Online-Ausgabe in bonndoc: https://nbn-resolving.org/urn:nbn:de:hbz:5N-12495
@phdthesis{handle:20.500.11811/3177,
urn: https://nbn-resolving.org/urn:nbn:de:hbz:5N-12495,
author = {{Marco Polidori}},
title = {Biochemische und genetische Analyse der Wechselwirkung von Rhodococcus equi mit Makrophagen},
school = {Rheinische Friedrich-Wilhelms-Universität Bonn},
year = 2007,
note = {Rhodococcus equi ist ein Gram-positives, fakultativ intrazelluläres Bakterium, das in Fohlen unter anderem granulomatöse Bronchopneumonie verursacht. R. equi vermehrt sich in Makrophagen und ist zytotoxisch für Wirtszellen. Intrazelluläre Vermehrung und Zytotoxizität von R. equi hängen von der Anwesenheit eines Virulenzplasmids ab. In Makrophagen residiert R. equi in Phagosomen, die nicht mit Lysosomen fusionieren.

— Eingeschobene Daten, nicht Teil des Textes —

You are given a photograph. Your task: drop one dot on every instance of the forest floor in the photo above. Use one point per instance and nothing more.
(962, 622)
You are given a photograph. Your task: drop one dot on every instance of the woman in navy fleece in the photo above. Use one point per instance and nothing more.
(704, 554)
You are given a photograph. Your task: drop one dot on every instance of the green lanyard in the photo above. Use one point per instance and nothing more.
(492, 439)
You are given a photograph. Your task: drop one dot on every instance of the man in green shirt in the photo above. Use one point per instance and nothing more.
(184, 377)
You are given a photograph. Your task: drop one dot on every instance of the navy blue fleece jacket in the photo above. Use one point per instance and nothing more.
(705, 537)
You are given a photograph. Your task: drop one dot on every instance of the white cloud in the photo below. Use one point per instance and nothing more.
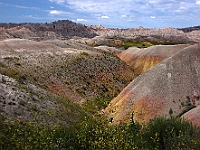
(198, 2)
(55, 12)
(81, 20)
(58, 12)
(170, 11)
(57, 1)
(104, 17)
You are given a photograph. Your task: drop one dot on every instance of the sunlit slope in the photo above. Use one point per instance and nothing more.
(166, 86)
(143, 59)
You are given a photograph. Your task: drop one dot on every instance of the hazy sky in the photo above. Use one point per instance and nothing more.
(109, 13)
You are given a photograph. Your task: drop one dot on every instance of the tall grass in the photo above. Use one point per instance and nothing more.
(159, 133)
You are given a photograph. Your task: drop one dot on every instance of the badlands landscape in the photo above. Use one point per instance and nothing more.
(67, 74)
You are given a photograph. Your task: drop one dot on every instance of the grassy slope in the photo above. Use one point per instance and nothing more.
(91, 80)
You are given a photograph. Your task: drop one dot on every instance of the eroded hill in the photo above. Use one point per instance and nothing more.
(43, 73)
(163, 90)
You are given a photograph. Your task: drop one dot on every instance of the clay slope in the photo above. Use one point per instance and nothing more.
(143, 59)
(65, 68)
(160, 89)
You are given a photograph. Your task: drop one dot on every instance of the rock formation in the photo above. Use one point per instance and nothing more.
(166, 86)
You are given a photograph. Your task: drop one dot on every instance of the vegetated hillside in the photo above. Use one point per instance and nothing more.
(143, 59)
(193, 116)
(47, 77)
(124, 41)
(169, 88)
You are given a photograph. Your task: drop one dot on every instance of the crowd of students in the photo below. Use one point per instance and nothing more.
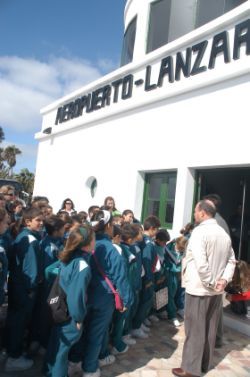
(97, 256)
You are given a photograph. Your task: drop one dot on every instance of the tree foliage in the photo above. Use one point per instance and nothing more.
(8, 161)
(26, 178)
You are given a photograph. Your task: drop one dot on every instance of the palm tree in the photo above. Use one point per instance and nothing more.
(1, 134)
(9, 155)
(26, 178)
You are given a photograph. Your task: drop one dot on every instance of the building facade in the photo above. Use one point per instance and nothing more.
(167, 127)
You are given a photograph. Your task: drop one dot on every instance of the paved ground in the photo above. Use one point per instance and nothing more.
(162, 351)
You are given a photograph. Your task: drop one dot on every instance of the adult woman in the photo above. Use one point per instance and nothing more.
(74, 279)
(101, 299)
(68, 207)
(109, 203)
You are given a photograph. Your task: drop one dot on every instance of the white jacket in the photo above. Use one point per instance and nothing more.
(209, 257)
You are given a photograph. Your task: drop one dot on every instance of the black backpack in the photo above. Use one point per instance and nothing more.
(57, 303)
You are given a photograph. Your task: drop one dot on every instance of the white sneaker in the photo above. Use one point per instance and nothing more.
(74, 368)
(147, 322)
(139, 333)
(163, 315)
(16, 364)
(145, 328)
(115, 351)
(180, 312)
(97, 373)
(34, 347)
(175, 322)
(127, 339)
(153, 318)
(108, 360)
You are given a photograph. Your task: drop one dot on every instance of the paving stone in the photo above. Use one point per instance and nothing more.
(162, 351)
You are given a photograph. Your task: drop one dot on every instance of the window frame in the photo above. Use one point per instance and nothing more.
(163, 200)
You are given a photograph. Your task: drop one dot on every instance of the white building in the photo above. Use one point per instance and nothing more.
(169, 126)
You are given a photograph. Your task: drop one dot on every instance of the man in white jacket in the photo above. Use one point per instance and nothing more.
(208, 266)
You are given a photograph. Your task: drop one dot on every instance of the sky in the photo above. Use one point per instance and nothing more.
(49, 48)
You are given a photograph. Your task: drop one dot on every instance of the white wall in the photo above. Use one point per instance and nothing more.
(200, 121)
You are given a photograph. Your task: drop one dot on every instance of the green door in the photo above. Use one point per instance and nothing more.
(159, 197)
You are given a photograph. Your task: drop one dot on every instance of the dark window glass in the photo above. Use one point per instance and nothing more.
(129, 43)
(231, 4)
(208, 11)
(159, 197)
(158, 24)
(182, 18)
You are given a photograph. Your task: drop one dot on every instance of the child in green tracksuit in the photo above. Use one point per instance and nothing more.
(25, 276)
(161, 238)
(149, 262)
(128, 233)
(173, 257)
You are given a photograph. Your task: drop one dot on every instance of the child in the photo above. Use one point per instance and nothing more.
(161, 238)
(173, 257)
(128, 235)
(75, 276)
(25, 275)
(149, 261)
(3, 257)
(52, 244)
(238, 291)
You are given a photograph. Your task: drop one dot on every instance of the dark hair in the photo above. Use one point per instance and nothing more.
(187, 229)
(93, 209)
(64, 203)
(181, 243)
(208, 207)
(162, 235)
(109, 198)
(129, 231)
(53, 223)
(16, 203)
(151, 222)
(40, 198)
(64, 216)
(127, 212)
(100, 226)
(76, 240)
(117, 230)
(31, 213)
(216, 199)
(76, 219)
(3, 213)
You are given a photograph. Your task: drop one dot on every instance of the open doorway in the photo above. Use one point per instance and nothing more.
(233, 186)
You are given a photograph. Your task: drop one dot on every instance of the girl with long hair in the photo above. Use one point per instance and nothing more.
(74, 279)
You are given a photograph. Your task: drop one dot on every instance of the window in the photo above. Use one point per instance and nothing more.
(170, 19)
(159, 197)
(158, 24)
(129, 43)
(208, 11)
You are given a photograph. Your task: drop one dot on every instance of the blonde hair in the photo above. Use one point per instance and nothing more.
(181, 243)
(241, 280)
(76, 240)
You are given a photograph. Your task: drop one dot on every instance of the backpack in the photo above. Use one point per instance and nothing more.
(57, 303)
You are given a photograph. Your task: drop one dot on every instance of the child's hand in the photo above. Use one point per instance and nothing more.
(229, 297)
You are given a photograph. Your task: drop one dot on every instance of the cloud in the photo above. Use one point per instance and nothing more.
(27, 159)
(28, 84)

In der vorliegenden Arbeit wurde die Kompartimentierung von R. equi in Makrophagen anhand gereinigter Phagosomen analysiert. R. equi-enthaltende Phagosomen erhielten die früh-endosomalen Marker EEA-1 und CoroninI transient und zu späteren Zeitpunkten die spät-endosomalen Proteine LAMP1 und Rab7, aber kein Cathepsin D oder pro-Cathepsin B. Phagosomen, die R. equi(+) enthielten, reicherten keine vATPase an und säuerten nicht an. Eine Ansäuerung von R. equi(+)-enthaltenden Phagosomen wurde auch nach 48 Stunden nicht beobachtet. In diesem nicht-sauren Kompartiment vermehrte sich R. equi intrazellulär in kommunalen Vakuolen. Rhodokokken ohne Virulenzplasmid konnten die Akquisition der vATPase und die Ansäuerung der Phagosomen dagegen nicht verhindern und sich auch nicht in Makrophagen vermehren.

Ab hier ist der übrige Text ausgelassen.